Три месяца, две недели и один день (СИ) - Шишина Ксения. Страница 72
— Нет. Нет, всё в порядке, — Лив качает головой по-прежнему близ моей шеи и спустя пару мгновений шепчет в неё то, что выбивает почву у меня из-под ног. — Просто я… просто я люблю тебя, Дерек.
Глава тридцатая
Кончики её пальцев обводят внешние контуры моей правой ладони, лежащей на животе, двигаясь поверх кожи безостановочно, но нежно. Я могу видеть активность, даже невзирая на ткань толстовки, то, как мой собственный сын перемещается внутри внезапно ставшего казаться маленьким и хрупким тела. От осознания этого мне становится… Меня охватывает почти озноб и тошнота. Вдыхать запах волос любимого человека и чувствовать вашего общего ребёнка… Выходит, это, возможно, далеко не всегда лишь восторг и незнакомые прежде ощущения небывалого счастья. Я фактически пугаюсь, находясь вот так близко и невольно смотря на Лив новым взглядом. Достаточно ли она вообще сильна? Помимо того, что грядущее мы представляем себе совсем плохо, вдруг у неё слабый организм, или слишком маленький вес, или есть что-то ещё, о чём мы не знаем? Что-то, что не станет известным, пока не наступит тот самый момент? Последствия эмоциональных стрессов? Несовершенство тела? Или какой-нибудь порок у ребёнка, который упустила и не увидела даже самая современная аппаратура?

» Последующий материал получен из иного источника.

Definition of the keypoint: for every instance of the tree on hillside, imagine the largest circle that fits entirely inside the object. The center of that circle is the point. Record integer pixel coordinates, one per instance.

Мне кажется, моя рука вся потеет, пока наш сын ёрзает под ней, иногда ощутимо ударяя изнутри. Я больше чувствую, чем вижу, как Лив несколько напрягается и сжимается от очередного толчка, при этом вздрагивая около моей левой руки, вытянутой вдоль спинки дивана, и прикасаясь ко мне лишь сильнее.
— Всё в порядке?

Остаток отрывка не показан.